An Irresistible Temptation on First Sight Saturday      #excerpt #firstmeeting

An Irresistible Temptation on First Sight Saturday #excerpt #firstmeeting

Each Saturday, a guest author entertains us here with a first meeting scene – that moment when the sparks start to fly and anything is possible. Today, I welcome fellow Love Historical’s author Sydney Jane Baily who claims to be slightly psychic, at least where color is concerned. This is her fun fact: “If you hold a handful of items of different colors, say crayons or ribbons, and you choose one and concentrate hard on that one color, I can see it (or guess it) with my eyes closed with a fairly high rate of success. Psychic super-heroine? Maybe, but it’s a rather useless super-power in my humble opinion! Unless I am called on to defuse a bomb and need someone to telepathically tell me which color wire to cut.”

Now, let’s move on to some red sparks with an excerpt from Sydney’s Americana romance An Irresistible Temptation.

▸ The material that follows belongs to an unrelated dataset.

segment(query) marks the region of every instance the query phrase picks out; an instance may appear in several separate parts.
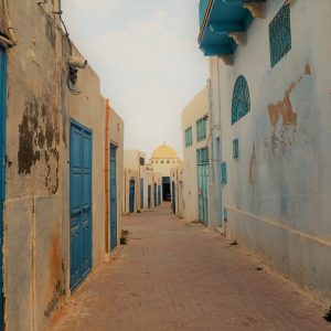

SETUP OF THE SCENE: In An Irresistible Temptation, heartbroken Sophie Malloy has just disembarked a train from Boston to Spring City, CO. Expecting to be met by her sister-in-law’s friends, she finds herself alone in a small and dusty western town. Not one to sit around waiting, she drags her trunk while carrying her carpet bag along the town’s main thoroughfare.
EXCERPT
“Main Street” stated the sign, as she approached the first block of buildings and she paused. It had to be a joke as she saw no other streets at all. But on the horizon were mountains, grand, even awe-inspiring. She shivered despite the heat of the day and the difficult task at hand. She really was on the edge of nowhere.
All the buildings looked similar, with flat fronts and squared off tops, though she could see behind the frontage that the roofs were slanted as any in the east. Some had a second story, with two windows over two, but that was the highest she saw. No wonder her sister-in-law had walked Boston’s streets staring up at the buildings for months after she’d arrived. 
Sophie had no idea a town could still look so . . . so primitive in this day and age. She saw no brick at all, only wood, even the sidewalks were wood, raised up a step from street level. 
Along the sidewalk was the occasional barrel, a trough, or a hitching post. Wagons were parked and horses pawed at the road that bisected the town before stretching, it seemed, all the way to the mountains in the distance. And, of course, there were people—not a lot, but some sitting on benches in front of stores, some standing in doorways. And every one of them turned to look at Sophie.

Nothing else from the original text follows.